Our fathers, holding the belief that they need to earn every penny that they can, would most certainly choose overtime work over leisure when the premium wage rate is that high. The premium wage rate must be lowered if there is to be a decrease in actual working hours. In addition, high premium wages mean high labor costs, which impede competitiveness.
The system for deciding the length of an employee's vacation according to how many years he or she has worked should also be reconsidered. There is no reason that an employee should get longer holidays merely for having worked longer.

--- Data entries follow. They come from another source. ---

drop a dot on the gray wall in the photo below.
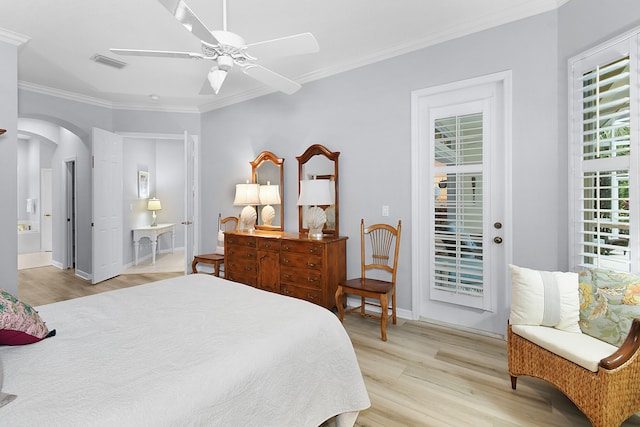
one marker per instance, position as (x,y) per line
(365,114)
(8,157)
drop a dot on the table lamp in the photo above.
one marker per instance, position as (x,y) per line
(247,195)
(269,195)
(315,193)
(154,205)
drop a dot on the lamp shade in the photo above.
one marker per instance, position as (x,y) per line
(247,194)
(314,192)
(216,78)
(269,194)
(154,204)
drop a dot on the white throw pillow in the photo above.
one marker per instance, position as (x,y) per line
(544,298)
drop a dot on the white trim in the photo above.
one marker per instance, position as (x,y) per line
(482,23)
(418,151)
(617,47)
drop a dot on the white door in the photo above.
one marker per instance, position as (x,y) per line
(190,192)
(46,223)
(461,174)
(107,205)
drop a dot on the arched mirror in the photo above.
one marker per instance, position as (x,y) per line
(267,170)
(317,163)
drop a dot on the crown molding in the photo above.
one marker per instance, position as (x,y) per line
(98,102)
(12,37)
(525,10)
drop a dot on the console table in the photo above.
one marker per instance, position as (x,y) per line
(287,263)
(152,233)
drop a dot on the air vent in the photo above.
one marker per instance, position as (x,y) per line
(101,59)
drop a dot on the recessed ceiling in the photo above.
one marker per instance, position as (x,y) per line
(63,36)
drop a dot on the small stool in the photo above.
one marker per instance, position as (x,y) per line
(212,259)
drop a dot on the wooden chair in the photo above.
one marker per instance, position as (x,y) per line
(383,238)
(216,259)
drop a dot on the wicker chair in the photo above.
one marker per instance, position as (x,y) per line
(607,397)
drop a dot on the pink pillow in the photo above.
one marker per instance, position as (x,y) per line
(19,322)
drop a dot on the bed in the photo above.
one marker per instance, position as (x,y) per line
(194,350)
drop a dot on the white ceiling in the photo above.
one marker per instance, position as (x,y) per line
(61,37)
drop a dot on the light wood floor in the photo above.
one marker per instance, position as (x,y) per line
(424,375)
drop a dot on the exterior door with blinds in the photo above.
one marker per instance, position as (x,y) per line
(461,201)
(604,142)
(458,137)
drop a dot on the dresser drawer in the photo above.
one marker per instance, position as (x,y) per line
(269,244)
(239,253)
(300,277)
(303,247)
(312,295)
(240,265)
(240,241)
(301,260)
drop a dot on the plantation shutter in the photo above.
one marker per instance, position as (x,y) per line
(458,225)
(604,206)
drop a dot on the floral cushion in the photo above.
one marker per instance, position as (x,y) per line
(19,322)
(609,301)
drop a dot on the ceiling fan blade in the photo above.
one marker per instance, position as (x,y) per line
(184,15)
(158,53)
(271,78)
(286,46)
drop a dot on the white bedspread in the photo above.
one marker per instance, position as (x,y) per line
(191,351)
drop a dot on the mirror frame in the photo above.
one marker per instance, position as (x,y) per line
(320,150)
(268,156)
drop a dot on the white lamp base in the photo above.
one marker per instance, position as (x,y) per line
(267,214)
(316,218)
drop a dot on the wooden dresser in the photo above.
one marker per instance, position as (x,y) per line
(287,263)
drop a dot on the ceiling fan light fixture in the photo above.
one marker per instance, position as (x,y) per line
(216,78)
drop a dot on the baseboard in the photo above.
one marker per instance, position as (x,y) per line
(83,275)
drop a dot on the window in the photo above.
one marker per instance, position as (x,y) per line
(604,155)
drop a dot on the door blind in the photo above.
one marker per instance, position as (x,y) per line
(458,225)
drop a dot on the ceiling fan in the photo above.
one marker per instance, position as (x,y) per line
(227,49)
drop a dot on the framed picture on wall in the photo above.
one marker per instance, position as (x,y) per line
(143,184)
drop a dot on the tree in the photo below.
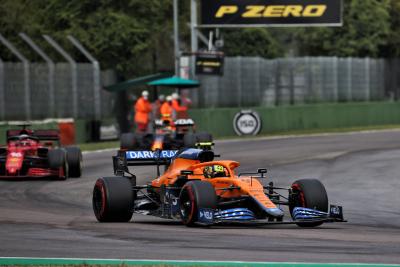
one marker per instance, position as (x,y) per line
(365,32)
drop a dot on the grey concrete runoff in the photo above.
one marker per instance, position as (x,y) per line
(360,172)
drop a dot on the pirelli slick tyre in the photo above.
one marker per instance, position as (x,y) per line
(74,160)
(195,195)
(308,193)
(57,159)
(113,199)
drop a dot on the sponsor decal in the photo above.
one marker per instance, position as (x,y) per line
(164,154)
(16,154)
(248,13)
(247,122)
(206,215)
(184,122)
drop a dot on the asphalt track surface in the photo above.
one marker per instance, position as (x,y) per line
(360,171)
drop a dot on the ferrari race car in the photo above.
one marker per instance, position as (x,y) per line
(36,154)
(167,135)
(196,189)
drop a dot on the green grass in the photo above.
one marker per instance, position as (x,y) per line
(115,144)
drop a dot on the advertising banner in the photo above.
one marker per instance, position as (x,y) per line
(264,13)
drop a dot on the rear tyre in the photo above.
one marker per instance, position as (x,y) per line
(308,193)
(74,160)
(128,141)
(195,195)
(113,199)
(57,159)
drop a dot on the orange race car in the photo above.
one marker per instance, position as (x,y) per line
(196,189)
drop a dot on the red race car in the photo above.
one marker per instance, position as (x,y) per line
(37,154)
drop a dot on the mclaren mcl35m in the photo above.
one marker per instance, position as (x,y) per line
(198,190)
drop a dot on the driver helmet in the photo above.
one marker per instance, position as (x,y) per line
(214,171)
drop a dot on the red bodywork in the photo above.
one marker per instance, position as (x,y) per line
(21,158)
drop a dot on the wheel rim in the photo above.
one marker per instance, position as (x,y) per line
(98,200)
(187,206)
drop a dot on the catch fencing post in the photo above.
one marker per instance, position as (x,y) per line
(335,79)
(74,68)
(96,75)
(2,93)
(349,78)
(50,75)
(239,81)
(27,88)
(367,79)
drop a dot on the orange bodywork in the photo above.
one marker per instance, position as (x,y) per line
(240,185)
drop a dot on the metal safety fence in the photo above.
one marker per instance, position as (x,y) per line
(34,96)
(255,81)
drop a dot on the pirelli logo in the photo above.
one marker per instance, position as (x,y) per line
(247,13)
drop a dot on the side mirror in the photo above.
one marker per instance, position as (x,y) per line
(120,165)
(262,171)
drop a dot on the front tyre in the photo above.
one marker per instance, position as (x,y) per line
(311,194)
(113,199)
(57,159)
(74,160)
(195,195)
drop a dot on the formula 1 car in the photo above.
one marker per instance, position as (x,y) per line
(36,154)
(167,135)
(195,189)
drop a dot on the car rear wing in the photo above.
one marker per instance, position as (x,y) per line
(183,122)
(43,135)
(47,135)
(126,158)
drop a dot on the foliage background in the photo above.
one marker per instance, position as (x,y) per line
(135,36)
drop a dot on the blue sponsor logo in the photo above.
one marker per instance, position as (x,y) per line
(164,154)
(206,216)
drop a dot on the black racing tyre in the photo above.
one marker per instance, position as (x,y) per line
(74,160)
(113,199)
(195,195)
(189,140)
(57,159)
(204,137)
(309,193)
(128,141)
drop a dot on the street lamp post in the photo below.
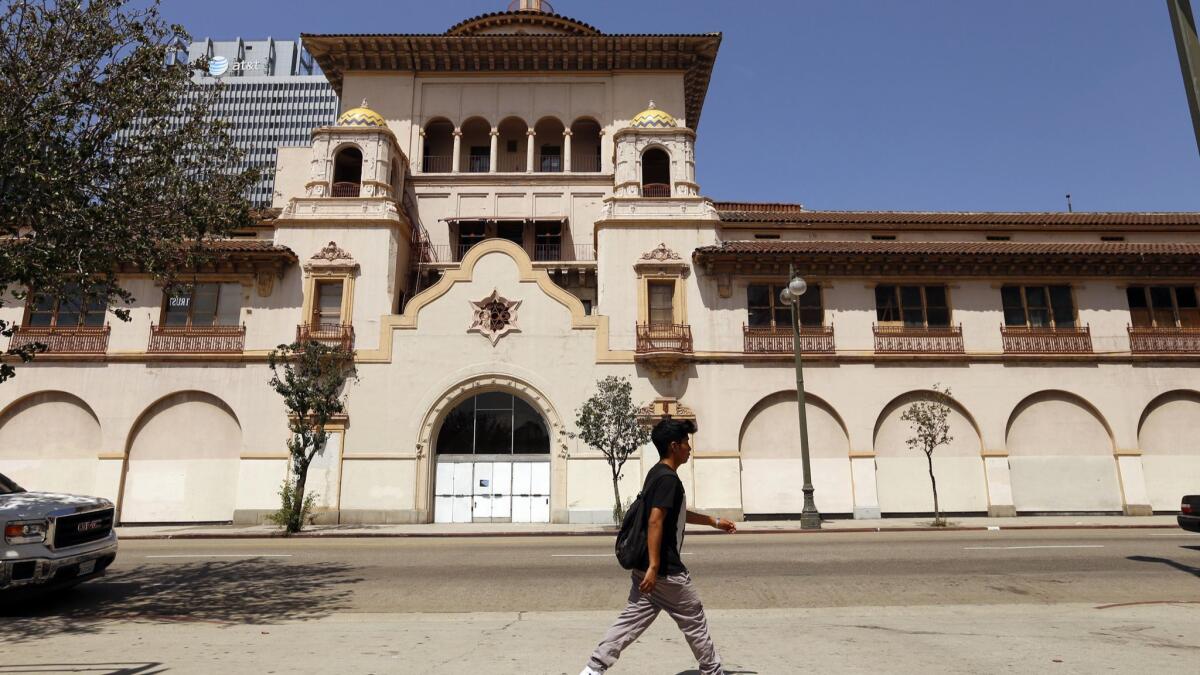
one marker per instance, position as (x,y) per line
(810,519)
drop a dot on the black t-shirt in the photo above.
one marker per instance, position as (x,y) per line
(663,489)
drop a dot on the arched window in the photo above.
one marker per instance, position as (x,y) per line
(437,155)
(496,423)
(655,173)
(586,147)
(347,172)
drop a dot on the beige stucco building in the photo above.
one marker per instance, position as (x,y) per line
(508,219)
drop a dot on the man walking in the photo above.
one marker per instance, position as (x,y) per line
(663,584)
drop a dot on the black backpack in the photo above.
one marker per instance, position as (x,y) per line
(631,550)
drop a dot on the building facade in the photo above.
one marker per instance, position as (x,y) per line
(274,97)
(511,215)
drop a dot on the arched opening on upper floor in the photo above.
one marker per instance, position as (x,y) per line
(511,144)
(655,173)
(475,151)
(585,145)
(437,151)
(347,172)
(549,138)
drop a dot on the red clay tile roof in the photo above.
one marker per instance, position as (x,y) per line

If we do not reform the working hours system this time, we might never have the opportunity again. The problem lies in the fact that the laws of the labor standard act are laws meant to provide the minimum standard labor conditions. Raising the legal minimum standard too high might not pose much of a problem to the better-off businesses but it would mean the closing of less fortunate companies.
Despite the rising number of two-income families, under the influence of Confucianism, we still have more families relying completely on the father for their livelihood. Nearly 52 percent of women over 15 years of age participate in economic activities, about 20 percent less than the participation in other industrialized countries, inclu-ding the United States and Great Britain.
Neglecting to reform the labor system will compromise our fathers' job security and lead to insecurity in society. Grand slogans, such as "creating more jobs" and "improving living conditions," are all very nice but right now the government needs to focus on solving the inflexibility of the labor market and ensuring the job security of workers in their 40s and 50s.
The writer is the president of the Korea Chamber of Commerce and Industry.